I’m a bit late to the game on this one. While most people who’ve read it did so last year, for some reason I’m just recently getting to it. Not sure why, because it was definitely worth my time.
I knew before going in that there was a girl on a train who saw something. Beyond that, I was clueless. Sometimes that’s the best way to be when starting a book that the entire world has read. Rachel is a pretty sad and lonely character. She’s a divorced, unemployed alcoholic whose free time is spend riding the train back and forth to London. During her daily travels, she becomes obsessed with a couple who lives surprising close to her ex-husband. She begins watching them, inventing stories of their lives. Then one day she notices something amiss. And next, somebody goes missing. Is there a connection to what Rachel witnessed from afar, from the anonymity of the train car?
I must admit, as Pegasus did in a previous review, that I cringe whenever I hear someone refer to a book as “The next Gone Girl” for many reasons. Mostly because I don’t want another Gone Girl.
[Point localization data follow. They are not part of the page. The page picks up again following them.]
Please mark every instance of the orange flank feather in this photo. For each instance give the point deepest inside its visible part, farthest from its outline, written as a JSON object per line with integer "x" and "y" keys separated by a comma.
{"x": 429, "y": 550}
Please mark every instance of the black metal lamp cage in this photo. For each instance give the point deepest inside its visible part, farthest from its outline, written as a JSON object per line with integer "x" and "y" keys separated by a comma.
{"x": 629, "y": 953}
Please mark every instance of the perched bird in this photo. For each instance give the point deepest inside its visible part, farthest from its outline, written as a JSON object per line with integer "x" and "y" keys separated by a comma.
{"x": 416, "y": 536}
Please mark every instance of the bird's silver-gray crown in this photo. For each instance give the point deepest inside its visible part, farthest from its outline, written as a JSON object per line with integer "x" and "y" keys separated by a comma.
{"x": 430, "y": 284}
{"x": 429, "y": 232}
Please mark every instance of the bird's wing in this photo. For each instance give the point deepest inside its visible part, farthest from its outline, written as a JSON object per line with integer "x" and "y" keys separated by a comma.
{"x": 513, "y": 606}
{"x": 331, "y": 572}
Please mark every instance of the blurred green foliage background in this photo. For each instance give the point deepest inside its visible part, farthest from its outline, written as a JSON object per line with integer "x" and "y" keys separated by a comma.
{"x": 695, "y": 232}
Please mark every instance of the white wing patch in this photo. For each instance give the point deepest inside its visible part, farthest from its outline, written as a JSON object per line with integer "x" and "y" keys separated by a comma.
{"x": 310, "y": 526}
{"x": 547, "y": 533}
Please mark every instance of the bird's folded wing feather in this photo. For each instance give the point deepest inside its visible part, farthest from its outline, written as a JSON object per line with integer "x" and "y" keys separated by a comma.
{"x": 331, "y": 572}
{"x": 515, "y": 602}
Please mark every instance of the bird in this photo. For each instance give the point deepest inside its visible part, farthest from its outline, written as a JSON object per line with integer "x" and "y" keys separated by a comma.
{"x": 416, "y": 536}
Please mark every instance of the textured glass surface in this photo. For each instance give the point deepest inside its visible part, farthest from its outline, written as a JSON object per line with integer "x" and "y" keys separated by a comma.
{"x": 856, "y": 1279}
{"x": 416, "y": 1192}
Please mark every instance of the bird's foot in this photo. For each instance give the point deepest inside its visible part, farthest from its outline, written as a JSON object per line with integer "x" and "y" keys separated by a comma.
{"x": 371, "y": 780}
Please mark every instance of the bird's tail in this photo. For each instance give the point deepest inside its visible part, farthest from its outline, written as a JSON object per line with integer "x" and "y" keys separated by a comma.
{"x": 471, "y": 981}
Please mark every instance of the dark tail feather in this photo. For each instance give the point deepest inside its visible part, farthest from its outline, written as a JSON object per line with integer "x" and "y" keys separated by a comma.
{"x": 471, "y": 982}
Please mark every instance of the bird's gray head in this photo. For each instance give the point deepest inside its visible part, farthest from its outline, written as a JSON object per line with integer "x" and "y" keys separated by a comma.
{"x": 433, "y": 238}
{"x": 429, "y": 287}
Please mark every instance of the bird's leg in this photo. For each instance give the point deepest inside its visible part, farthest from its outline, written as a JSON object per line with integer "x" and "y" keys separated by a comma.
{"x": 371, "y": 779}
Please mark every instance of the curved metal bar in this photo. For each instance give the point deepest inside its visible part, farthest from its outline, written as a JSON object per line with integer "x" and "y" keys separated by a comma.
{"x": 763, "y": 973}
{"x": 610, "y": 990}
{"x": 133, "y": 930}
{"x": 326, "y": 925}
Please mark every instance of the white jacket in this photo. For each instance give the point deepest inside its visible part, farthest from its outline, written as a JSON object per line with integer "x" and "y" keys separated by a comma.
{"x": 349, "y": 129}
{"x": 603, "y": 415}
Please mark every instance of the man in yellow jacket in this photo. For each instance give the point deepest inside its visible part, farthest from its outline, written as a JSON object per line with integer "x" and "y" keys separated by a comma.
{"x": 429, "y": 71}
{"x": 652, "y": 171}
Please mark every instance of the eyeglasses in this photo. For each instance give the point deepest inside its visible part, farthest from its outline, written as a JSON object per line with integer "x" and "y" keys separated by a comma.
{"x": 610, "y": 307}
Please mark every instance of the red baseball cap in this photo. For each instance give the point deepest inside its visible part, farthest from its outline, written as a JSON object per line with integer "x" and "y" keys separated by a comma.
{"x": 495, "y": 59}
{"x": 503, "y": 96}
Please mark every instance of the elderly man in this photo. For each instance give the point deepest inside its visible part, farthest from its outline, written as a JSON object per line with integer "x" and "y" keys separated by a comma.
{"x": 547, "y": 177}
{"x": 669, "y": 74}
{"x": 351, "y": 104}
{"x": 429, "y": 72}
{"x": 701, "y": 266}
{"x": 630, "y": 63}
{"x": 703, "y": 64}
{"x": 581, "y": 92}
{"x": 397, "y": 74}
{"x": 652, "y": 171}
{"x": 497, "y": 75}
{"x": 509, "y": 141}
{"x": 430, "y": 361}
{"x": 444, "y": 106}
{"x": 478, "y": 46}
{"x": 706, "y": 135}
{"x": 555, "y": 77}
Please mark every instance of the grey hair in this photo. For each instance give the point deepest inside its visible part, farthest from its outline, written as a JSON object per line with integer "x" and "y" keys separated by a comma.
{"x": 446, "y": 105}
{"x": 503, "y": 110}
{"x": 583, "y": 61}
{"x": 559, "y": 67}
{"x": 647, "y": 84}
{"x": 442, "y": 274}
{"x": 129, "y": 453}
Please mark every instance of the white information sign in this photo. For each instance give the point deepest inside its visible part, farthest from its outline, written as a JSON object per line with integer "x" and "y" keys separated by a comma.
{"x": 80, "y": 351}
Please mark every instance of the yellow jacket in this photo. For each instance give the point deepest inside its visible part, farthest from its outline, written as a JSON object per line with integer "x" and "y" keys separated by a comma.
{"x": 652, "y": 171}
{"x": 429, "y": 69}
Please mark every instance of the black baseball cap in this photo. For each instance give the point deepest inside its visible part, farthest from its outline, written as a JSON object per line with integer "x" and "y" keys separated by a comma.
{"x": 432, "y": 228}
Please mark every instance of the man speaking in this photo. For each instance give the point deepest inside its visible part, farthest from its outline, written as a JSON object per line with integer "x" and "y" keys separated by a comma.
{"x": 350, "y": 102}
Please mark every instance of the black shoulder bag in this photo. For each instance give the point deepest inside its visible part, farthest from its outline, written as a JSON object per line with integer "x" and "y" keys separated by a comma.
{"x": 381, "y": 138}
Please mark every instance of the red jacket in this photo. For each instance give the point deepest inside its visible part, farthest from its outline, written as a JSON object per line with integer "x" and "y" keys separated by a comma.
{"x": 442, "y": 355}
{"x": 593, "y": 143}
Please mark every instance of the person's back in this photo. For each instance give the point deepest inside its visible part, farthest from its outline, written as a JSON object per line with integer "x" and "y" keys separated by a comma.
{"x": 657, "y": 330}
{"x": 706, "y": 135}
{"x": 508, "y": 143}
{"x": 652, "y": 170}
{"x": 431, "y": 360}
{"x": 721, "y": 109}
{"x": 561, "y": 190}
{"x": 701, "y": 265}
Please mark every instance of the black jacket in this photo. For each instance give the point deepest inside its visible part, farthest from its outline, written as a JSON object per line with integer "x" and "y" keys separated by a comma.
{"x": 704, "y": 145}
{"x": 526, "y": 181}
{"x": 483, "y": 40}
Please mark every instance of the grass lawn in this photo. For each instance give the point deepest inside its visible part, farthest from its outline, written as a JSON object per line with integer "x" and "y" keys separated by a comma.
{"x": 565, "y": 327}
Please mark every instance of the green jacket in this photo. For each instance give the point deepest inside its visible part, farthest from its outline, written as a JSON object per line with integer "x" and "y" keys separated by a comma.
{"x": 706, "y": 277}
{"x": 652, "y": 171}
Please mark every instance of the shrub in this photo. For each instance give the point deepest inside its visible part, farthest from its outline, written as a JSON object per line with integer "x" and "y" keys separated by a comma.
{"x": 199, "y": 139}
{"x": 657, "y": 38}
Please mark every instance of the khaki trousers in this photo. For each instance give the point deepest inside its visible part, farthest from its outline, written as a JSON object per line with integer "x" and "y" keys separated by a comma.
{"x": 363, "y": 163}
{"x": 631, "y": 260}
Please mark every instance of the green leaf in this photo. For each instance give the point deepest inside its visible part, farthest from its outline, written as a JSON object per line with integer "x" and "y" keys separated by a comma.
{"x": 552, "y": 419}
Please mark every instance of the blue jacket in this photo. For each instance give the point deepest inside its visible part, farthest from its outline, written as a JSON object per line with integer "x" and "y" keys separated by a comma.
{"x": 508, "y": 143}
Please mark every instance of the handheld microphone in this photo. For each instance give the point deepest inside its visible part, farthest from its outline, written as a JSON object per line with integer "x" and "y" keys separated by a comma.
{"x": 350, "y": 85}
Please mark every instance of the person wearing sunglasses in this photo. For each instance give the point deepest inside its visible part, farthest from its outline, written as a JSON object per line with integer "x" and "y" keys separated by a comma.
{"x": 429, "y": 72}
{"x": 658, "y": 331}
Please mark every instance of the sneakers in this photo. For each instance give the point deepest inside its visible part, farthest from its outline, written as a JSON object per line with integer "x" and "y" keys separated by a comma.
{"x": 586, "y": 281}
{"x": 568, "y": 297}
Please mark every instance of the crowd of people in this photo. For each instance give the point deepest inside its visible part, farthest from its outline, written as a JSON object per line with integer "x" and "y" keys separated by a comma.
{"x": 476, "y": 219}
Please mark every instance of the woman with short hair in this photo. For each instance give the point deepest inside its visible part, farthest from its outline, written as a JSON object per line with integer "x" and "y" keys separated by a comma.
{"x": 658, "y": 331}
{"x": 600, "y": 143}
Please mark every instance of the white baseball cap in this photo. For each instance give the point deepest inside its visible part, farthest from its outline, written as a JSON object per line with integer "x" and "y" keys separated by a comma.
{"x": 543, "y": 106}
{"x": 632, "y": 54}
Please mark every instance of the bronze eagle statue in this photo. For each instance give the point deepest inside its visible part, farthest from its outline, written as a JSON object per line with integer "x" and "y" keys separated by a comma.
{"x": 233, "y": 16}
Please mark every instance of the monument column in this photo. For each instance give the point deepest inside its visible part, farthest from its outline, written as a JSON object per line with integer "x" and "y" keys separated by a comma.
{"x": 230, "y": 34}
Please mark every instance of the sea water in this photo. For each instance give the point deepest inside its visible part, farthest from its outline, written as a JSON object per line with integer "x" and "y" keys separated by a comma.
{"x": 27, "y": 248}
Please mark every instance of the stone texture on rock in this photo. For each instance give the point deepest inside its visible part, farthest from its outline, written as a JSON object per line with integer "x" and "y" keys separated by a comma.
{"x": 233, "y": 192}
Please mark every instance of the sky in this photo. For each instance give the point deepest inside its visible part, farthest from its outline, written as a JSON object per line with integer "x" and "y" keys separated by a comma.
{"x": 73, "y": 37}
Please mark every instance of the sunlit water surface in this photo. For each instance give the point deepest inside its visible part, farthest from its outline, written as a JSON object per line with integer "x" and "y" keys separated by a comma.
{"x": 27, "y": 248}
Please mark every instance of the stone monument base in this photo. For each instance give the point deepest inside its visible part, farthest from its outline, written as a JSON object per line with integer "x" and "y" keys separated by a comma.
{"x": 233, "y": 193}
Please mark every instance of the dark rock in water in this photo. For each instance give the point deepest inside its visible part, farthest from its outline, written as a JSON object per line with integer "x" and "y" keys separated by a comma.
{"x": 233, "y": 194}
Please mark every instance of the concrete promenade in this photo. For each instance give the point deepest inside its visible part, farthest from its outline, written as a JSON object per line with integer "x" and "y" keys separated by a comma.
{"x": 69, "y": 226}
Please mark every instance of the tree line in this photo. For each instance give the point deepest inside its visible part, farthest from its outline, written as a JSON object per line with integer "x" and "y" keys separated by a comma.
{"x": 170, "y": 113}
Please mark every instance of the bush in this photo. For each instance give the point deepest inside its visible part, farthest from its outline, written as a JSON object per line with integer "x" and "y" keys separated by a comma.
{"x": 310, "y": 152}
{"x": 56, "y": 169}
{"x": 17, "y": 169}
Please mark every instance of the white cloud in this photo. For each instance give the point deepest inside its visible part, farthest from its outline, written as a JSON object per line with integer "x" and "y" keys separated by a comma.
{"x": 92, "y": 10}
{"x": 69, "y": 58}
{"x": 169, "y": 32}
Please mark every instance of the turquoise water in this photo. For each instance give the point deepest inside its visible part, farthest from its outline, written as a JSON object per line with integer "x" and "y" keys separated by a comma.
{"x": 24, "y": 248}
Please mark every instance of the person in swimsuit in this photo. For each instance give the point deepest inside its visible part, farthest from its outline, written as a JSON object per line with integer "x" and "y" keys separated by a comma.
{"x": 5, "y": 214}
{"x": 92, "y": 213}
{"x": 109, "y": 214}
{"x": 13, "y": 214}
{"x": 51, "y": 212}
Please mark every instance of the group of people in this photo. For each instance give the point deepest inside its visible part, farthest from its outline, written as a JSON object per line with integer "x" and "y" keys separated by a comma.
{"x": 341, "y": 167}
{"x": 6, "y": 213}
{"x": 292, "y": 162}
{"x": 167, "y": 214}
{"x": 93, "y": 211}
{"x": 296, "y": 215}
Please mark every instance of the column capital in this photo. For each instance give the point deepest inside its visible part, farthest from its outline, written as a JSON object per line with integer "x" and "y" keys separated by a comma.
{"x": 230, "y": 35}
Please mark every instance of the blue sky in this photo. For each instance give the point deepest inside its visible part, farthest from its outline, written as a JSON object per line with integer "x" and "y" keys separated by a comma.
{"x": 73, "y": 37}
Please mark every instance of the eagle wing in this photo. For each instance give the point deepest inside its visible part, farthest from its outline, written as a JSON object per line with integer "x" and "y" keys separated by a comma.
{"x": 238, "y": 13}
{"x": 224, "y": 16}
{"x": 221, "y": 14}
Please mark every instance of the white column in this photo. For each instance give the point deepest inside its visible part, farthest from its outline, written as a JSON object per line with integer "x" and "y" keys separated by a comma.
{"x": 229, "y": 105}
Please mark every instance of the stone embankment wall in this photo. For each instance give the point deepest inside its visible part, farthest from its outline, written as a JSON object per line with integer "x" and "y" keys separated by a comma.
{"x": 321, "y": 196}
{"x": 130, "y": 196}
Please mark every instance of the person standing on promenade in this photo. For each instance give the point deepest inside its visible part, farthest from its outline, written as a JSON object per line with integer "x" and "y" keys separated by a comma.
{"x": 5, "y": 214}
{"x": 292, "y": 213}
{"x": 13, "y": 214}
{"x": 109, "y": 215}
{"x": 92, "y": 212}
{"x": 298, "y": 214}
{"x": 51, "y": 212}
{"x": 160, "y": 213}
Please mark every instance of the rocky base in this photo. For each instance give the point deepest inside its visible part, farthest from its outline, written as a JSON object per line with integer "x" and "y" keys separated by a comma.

I want something equally well-written but at the same time different. So I kinda wish that description would just go away. But still, this was an outstanding book for me. Rarely have I come across a character as unlikeable as Rachel was. Highly annoying and not particularly bright, she failed to elicit any sympathy from me. Even towards the very end. That can be said for ALL of the characters in this book. They’re all dreadful people.
I imagine many of you have read this book by now. But if, like me, you’re a bit of a book procrastinator, there’s no time like the present to jump on the bandwagon!